The problem with the lettering method of keytop identification is that different manufacturers use different lettering systems to identify the keys. For this reason, it has become standard to simply number the keys starting with 1 on the bottom key, including the black keys. The total on any standard size piano is 88: there are 88 keys.
Number The Keys For Kids
But "numbering" can also refer to numbering the top surface of the piano keys. This is what we do in Piano By Number. See the drawing below. If you're familiar with "Solfege," the number one (1) represents "do."
Putting a visual reference on the key surface makes it easier for kids to find the notes of the song they wish to play. Many methods use different devices, such as letters, colors or animals. But there are drawbacks to each of these methods. Letters are harder for kids to use because, while the ascending alphabet is easy to understand, A B C D, the descending version, D C B A, is much harder for kids to understand quickly.
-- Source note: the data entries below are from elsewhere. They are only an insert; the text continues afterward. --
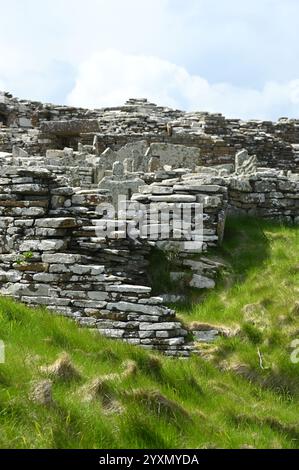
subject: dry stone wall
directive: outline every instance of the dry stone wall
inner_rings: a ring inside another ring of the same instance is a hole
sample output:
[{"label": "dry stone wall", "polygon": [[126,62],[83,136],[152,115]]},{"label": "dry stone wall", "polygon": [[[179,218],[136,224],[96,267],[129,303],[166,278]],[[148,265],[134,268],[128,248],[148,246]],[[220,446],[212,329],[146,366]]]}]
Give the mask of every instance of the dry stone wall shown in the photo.
[{"label": "dry stone wall", "polygon": [[12,153],[0,152],[0,165],[20,168],[44,168],[69,184],[90,188],[94,183],[95,169],[86,161],[86,154],[74,152],[72,148],[47,150],[45,156],[29,156],[22,148],[14,146]]},{"label": "dry stone wall", "polygon": [[75,192],[42,169],[1,169],[0,294],[169,355],[188,355],[175,312],[150,296],[148,247],[99,238],[98,192]]},{"label": "dry stone wall", "polygon": [[148,145],[164,142],[196,147],[202,165],[233,163],[235,153],[247,148],[261,167],[299,170],[296,119],[241,121],[134,99],[115,108],[87,110],[19,101],[0,93],[0,152],[18,145],[31,155],[42,155],[48,149],[77,149],[83,144],[98,156],[107,147],[119,150],[144,139]]},{"label": "dry stone wall", "polygon": [[229,206],[234,214],[299,224],[299,175],[265,168],[241,178],[232,176]]},{"label": "dry stone wall", "polygon": [[[195,175],[182,178],[143,185],[127,203],[134,205],[139,198],[147,208],[152,200],[170,210],[174,203],[203,205],[205,228],[193,250],[186,248],[187,236],[180,242],[170,236],[166,246],[159,237],[148,242],[144,226],[138,243],[103,236],[99,227],[107,230],[111,221],[97,208],[112,201],[109,191],[74,189],[45,168],[2,166],[0,294],[45,306],[112,338],[187,356],[191,346],[175,312],[163,305],[163,298],[151,297],[147,256],[153,245],[171,250],[179,243],[181,264],[193,276],[190,285],[213,287],[209,273],[215,273],[215,266],[199,261],[194,266],[186,254],[202,253],[222,237],[227,190],[219,178],[210,185]],[[134,213],[124,223],[132,225],[132,220]]]}]

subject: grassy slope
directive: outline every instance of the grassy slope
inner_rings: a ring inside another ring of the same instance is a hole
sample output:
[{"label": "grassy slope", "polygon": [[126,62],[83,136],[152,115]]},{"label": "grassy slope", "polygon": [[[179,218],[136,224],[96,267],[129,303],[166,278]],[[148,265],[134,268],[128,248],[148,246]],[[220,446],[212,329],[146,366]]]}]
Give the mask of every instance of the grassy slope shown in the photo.
[{"label": "grassy slope", "polygon": [[[299,337],[299,312],[292,312],[299,294],[298,234],[255,220],[230,221],[221,253],[231,264],[229,280],[220,280],[201,304],[194,295],[192,305],[178,307],[185,322],[241,328],[235,338],[205,349],[209,361],[155,360],[67,319],[0,299],[6,344],[0,447],[299,448],[299,366],[289,357],[290,342]],[[163,279],[161,269],[159,275]],[[252,303],[259,305],[244,320],[242,309]],[[33,403],[32,382],[45,378],[40,366],[62,352],[81,379],[54,379],[54,404]],[[121,373],[127,360],[136,362],[135,374],[103,379]],[[84,386],[101,377],[101,392],[87,402]]]},{"label": "grassy slope", "polygon": [[211,351],[215,362],[247,364],[252,379],[297,395],[299,367],[290,353],[291,342],[299,339],[299,229],[250,218],[230,220],[220,254],[230,264],[229,273],[201,303],[181,306],[178,314],[187,323],[240,328],[237,337],[218,341]]}]

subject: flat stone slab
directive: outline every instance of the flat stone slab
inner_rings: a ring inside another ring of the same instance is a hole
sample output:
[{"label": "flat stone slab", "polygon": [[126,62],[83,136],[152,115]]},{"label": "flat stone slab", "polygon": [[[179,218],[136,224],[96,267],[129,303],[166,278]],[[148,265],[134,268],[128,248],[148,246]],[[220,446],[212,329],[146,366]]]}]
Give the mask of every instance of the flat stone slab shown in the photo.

Colors are irrelevant to future study of the piano, although they can be an easy way to get very young kids playing. Animals are equally irrelevant to music study. You may say that the “lion” represents Middle C, but another product may say that Middle C is a “chicken.”
Piano Is Easy
Why Numbers Work For Kids
We chose numbers for several reasons. First, numbers are instinctive to kids. They can count up or down with equal ease. Thus they can make music immediately. Try playing on our online piano below.
Using Numbers On The Key Surface
It's easy for kids to see the direction of the music (up/down) using numbered stickers:
1 2 3 4 5 6 7 8
8 7 6 5 4 3 2 1
Numbers Are Relevant To Music Study
The basis of all musical construction is mathematical. For example, chords are referred to by means of Roman Numerals (1 = I, 2 = II.) The distance between any two keys is called an "interval" and is expressed as a number. Thus, the distance between C and G (1 and 5 in Piano By Number) is called a "fifth." There are countless other examples of the relevance of numbers to music.
Give Kids A Musical Language They Can Understand
Reading music is very difficult for kids. We use numbers to get kids started playing interesting, familiar music from the first day. This prevents frustration and confusion. Conventional methods all start with unfamiliar, boring exercise pieces designed to begin the difficult process of understanding sheet music. Once kids have discovered how fun the piano can be, we begin the lengthy process of learning to read music.